The route for a £140 million motorway between Nenagh and Limerick will be recommended next month by a consultancy team which now has two main options to choose between.
At a meeting in Killaloe the public was given details of the two proposed routes, both of which have two variants. About 400 landowners will be subject to compulsory purchase orders in Co Limerick and Co Tipperary. Greater sums are expected to be paid for the richer farmland if the northern option is chosen.
Under the National Development Plan there will be toll charges on the new 17-mile section of the M7, which will replace the existing national primary route.
It will be connected with the newly completed Nenagh bypass and Limerick's Southern Ring Road which is under construction.
The motorway, which will run to the east of Birdhill, is expected to be completed by 2006.
"We expect that the decision for it will be completed by about September.
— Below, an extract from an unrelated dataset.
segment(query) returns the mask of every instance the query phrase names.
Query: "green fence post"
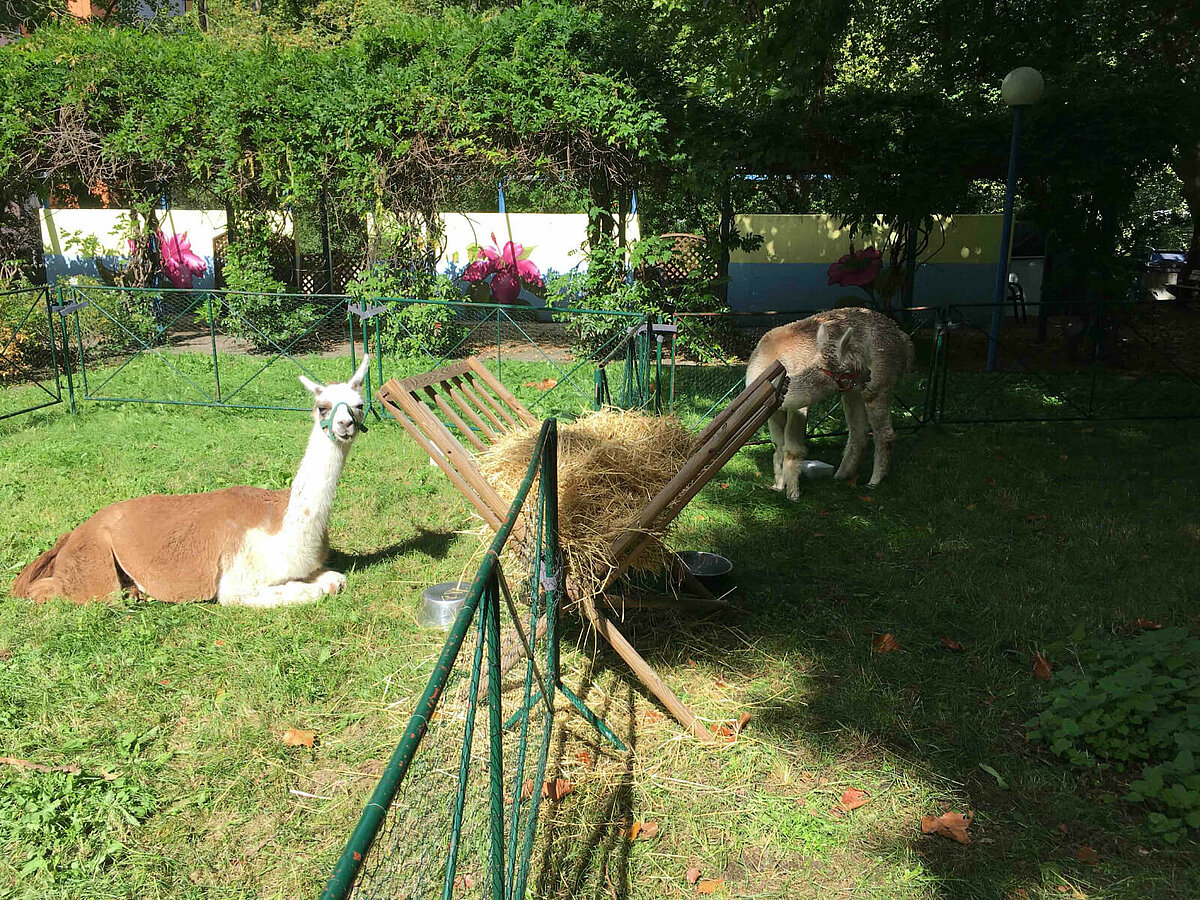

It will go to An Bord Pleanala at the end of the year. We would hope construction would begin in 2003," Mr Ciaran Hegarty, a senior engineer with Limerick County Council, said.
He added that the two-lane Nenagh bypass, which opened earlier this year, would be widened and an interchange for Thurles installed. "It is now proposed to turn it into a dual carriageway by putting a barrier down the centre and using the hard shoulders as a second lane." A northern and southern option are being considered and, although running in parallel with each other within a few miles, will have varying effects on traffic flows.
Mr Yvon Colin, project manager with the French consultancy group Scetau route, said the existing section of the N7 takes 12,000 vehicles daily, a figure expected to grow to 17,000 by 2005. If the 16.5-mile northern motorway option is chosen, it would take 18,000 vehicles daily by 2025 and the N7, 7,000 vehicles. This option would also use the entire Nenagh bypass and would be more attractive for motorists wishing to enter Limerick at Castletroy. According to estimates, the 19.5-mile southern option, which runs through poorer agricultural land, would take 13,000 vehicles daily in 2025, with the N7 taking 12,000 vehicles. But Mr Hegarty said it would be "an easier route in terms of community impact". Mr Colin said the N7 would take on the status of a regional road which could open it up for residential development. Two alternative tolling systems are being considered. In one, motorists would pay at point of exit for the distance travelled.
In the other, motorists would pay a flat fee. With the proposed Shannon tunnel also toll-paying, motorists travelling from Nenagh to Shannon Airport would pay twice on a 30-mile trip.